Azerbaijan has complained to NATO about the European Union’s monitoring mission, which is deployed along the Armenia-Azerbaijan border.
“The deployment of the EU mission on the territory of Armenia on the conditional border leads to tension of the situation in the South Caucasus,” said Azerbaijan’s First Deputy Defense Minister of Defense and Army Chief of Staff, Karim Valiyev, when he met with the Director General of NATO’s International Military Staff, Janusz Adamczak, who is visiting Azerbaijan.
Valiyev, according to a report by the Azerbaijani APA news agency, told the visiting NATIO official that the EU mission in Armenia, as well “arming Armenia by some extra-regional forces, specifically France, hinder the normalization of relations and the peace process between Azerbaijan and Armenia and escalate the situation in the South Caucasus.”
Baku—and Moscow—have vehemently opposed the EU mission in Armenia, with both accusing France, which is providing military assistance to Armenia, of destabilizing the region and “arming” Armenia.

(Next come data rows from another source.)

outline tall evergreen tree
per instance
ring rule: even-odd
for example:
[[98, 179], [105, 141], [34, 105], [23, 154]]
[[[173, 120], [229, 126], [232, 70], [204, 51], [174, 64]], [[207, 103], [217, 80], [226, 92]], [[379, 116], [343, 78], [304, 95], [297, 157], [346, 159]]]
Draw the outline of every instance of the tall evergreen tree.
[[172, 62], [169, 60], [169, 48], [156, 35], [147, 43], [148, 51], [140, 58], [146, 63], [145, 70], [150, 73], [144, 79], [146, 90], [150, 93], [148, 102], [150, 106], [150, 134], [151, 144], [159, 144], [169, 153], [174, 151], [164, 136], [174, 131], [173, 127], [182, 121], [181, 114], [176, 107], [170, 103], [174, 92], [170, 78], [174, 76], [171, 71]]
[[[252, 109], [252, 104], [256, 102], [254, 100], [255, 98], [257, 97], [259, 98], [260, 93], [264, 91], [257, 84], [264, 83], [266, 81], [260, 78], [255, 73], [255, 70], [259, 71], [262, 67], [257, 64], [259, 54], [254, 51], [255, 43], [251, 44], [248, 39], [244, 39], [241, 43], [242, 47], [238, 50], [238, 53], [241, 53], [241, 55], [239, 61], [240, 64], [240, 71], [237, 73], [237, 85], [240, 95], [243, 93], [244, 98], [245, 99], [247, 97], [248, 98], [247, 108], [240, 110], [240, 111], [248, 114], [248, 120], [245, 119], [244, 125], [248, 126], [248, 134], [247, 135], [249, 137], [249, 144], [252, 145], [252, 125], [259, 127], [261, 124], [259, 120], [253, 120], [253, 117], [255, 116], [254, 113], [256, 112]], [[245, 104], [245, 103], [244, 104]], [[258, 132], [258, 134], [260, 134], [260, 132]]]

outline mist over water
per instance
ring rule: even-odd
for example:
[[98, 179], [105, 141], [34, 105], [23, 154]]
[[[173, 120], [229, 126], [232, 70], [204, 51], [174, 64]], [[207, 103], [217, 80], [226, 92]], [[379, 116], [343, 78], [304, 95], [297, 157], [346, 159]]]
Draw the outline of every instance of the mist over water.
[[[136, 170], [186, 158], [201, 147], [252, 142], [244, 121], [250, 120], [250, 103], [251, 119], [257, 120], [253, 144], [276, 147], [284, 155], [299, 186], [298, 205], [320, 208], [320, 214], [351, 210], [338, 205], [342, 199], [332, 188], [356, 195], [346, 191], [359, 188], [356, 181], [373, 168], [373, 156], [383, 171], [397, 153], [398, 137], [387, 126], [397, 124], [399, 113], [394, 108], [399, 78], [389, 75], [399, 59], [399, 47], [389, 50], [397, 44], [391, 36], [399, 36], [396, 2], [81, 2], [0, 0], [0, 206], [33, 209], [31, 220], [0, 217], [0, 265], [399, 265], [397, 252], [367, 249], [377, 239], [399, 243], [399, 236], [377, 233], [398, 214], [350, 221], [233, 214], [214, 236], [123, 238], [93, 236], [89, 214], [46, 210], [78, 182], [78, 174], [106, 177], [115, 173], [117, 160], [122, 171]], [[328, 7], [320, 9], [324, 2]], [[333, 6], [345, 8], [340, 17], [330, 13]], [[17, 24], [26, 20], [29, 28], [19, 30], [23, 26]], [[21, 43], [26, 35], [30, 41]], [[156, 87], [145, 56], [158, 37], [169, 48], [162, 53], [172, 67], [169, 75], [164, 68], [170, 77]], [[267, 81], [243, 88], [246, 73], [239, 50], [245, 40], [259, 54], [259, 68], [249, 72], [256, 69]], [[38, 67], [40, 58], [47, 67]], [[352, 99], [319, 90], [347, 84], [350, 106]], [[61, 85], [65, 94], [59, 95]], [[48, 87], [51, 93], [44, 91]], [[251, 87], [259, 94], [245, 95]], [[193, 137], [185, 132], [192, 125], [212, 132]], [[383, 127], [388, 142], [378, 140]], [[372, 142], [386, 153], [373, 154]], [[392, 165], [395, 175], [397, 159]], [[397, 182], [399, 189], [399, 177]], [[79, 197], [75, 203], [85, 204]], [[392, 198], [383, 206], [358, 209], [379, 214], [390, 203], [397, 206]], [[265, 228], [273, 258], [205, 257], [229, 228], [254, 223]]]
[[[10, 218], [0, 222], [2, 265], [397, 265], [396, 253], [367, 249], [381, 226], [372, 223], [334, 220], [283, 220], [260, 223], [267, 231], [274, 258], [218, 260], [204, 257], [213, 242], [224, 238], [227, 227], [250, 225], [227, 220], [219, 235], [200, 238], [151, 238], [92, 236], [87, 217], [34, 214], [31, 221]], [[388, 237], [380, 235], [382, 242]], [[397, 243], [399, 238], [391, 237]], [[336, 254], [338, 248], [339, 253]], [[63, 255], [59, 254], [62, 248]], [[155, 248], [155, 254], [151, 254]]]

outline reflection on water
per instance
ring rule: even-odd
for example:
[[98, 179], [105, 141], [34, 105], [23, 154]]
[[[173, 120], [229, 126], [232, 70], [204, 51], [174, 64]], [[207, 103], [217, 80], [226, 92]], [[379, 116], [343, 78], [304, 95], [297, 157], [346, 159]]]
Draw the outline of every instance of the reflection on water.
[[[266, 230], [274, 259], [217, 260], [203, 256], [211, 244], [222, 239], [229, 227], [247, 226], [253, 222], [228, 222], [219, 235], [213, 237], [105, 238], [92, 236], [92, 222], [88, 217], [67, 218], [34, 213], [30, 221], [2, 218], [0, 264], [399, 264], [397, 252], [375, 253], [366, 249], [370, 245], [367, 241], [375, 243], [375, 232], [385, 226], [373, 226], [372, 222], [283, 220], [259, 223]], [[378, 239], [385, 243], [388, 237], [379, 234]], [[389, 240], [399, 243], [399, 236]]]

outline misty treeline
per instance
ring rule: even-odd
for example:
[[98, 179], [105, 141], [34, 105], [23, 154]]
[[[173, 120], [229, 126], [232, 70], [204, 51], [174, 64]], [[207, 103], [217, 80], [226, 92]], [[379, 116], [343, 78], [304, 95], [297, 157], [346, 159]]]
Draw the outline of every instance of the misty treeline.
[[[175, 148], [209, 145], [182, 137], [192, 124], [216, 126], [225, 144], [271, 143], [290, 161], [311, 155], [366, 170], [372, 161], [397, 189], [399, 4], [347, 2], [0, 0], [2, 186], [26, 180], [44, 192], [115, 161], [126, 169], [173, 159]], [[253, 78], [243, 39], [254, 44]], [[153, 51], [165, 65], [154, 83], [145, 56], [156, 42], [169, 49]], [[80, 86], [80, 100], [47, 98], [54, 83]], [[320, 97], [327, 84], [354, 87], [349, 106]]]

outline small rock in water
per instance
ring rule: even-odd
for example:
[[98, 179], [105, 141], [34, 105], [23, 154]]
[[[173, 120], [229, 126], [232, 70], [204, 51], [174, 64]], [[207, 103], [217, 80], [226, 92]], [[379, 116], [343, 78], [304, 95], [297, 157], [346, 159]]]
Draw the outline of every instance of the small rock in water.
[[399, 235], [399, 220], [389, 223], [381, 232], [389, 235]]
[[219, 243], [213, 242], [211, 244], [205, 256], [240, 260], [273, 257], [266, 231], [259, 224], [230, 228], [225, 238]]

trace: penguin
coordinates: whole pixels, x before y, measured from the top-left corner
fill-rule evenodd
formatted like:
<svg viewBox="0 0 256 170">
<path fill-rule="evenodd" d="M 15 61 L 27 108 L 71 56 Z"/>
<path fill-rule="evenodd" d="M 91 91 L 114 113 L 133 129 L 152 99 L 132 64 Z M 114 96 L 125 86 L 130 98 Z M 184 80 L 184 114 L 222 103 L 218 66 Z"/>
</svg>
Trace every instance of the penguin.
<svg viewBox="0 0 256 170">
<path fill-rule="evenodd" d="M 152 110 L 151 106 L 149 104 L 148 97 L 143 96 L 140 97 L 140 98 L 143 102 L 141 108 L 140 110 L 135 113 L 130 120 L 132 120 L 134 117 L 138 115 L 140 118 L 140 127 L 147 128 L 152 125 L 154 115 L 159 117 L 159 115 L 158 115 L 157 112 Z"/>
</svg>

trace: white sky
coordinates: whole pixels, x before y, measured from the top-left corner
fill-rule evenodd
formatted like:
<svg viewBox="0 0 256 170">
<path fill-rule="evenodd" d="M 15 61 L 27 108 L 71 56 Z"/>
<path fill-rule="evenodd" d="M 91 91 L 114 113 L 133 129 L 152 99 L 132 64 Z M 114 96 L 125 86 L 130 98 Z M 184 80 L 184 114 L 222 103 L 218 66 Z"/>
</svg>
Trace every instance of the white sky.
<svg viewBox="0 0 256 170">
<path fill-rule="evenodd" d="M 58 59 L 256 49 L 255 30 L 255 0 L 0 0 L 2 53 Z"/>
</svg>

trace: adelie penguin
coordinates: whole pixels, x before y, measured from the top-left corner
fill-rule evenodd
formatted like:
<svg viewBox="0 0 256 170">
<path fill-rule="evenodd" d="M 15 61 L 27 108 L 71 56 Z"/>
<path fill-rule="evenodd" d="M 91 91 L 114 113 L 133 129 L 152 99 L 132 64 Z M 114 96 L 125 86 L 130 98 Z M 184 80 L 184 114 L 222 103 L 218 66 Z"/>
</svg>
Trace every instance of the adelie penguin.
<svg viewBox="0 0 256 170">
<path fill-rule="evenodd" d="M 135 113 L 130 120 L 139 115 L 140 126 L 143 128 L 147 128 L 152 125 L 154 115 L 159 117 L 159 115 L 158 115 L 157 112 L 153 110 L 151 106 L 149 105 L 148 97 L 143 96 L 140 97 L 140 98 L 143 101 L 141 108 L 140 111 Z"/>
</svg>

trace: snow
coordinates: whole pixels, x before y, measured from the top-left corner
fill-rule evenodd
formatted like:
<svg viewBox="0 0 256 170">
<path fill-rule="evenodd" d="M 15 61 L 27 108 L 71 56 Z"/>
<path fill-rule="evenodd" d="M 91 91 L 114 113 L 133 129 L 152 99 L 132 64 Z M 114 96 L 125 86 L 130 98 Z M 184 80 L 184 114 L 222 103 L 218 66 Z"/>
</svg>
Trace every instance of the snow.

President Ilham Aliyev of Azerbaijan affirmed his commitment to the “regional peace agenda” when he met with President Biden’s Senior International Climate Policy Advisor, John Podesta, in Baku on Wednesday.
Rights organizations and advocated have voiced concerns that Aliyev is going to use the upcoming United Nations Climate Summit, known as COP29, which will be held in Baku next month, to portray his country as a paragon of peace and human rights, despite Baku’s abhorrent record on environmental and rights violations.